Quem mais quiser acertar vai ter que conformar-se ao errar
O que não é possível não se faz
Apenas um não aguenta mais de uma
Não me diga o que não quero ouvir
Quantas contas se deve pagar
Até quando se deve engolir
O trabalhador não vende sua força de trabalho ele é roubado
Tem as que dão mas empurram você pra trás
Traduzindo o Corcovado: coração aonde vou?

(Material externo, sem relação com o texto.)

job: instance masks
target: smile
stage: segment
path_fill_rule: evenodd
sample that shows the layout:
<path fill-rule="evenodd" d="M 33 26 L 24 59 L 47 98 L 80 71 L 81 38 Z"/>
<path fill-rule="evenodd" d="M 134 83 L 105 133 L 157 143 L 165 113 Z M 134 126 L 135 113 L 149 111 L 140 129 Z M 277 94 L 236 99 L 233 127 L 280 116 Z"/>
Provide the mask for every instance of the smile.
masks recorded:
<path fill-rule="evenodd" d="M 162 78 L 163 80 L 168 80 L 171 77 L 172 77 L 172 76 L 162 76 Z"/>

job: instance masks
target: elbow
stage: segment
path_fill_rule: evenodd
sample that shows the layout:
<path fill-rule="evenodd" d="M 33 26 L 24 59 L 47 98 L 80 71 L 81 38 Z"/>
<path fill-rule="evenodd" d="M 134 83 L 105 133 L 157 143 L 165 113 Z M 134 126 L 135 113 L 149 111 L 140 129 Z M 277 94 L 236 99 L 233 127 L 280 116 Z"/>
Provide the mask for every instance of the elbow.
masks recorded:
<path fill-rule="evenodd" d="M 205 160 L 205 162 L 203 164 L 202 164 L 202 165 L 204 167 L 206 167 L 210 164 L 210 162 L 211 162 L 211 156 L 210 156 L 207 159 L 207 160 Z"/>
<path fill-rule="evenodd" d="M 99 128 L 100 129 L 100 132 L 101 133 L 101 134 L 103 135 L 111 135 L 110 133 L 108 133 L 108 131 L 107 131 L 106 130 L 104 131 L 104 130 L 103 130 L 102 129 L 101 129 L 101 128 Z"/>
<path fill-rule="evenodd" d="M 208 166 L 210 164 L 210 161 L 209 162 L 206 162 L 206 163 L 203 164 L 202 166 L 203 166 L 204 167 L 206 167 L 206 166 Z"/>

De delação em delação não se ganha eleição olha o município aí gente
E pra quem quiser há de ser como sou
Não sou assado não sou assim
Sou como sou indiferente ao que pensem ou queiram de mim
E quanto menos melhor
Não tenho mais tempo a não ser divagar devagar
Vem assim meu bem faz assim meu bem
As gerações tendem a se opor
Melhor do que estar a perigo
Não me criem problemas sem solução
Fiquei mais caprichoso não me enfio em qualquer buraco
Não se aborreçam comigo eu passo a vida estonteado
Não penso o que vejo o que vejo eu vejo.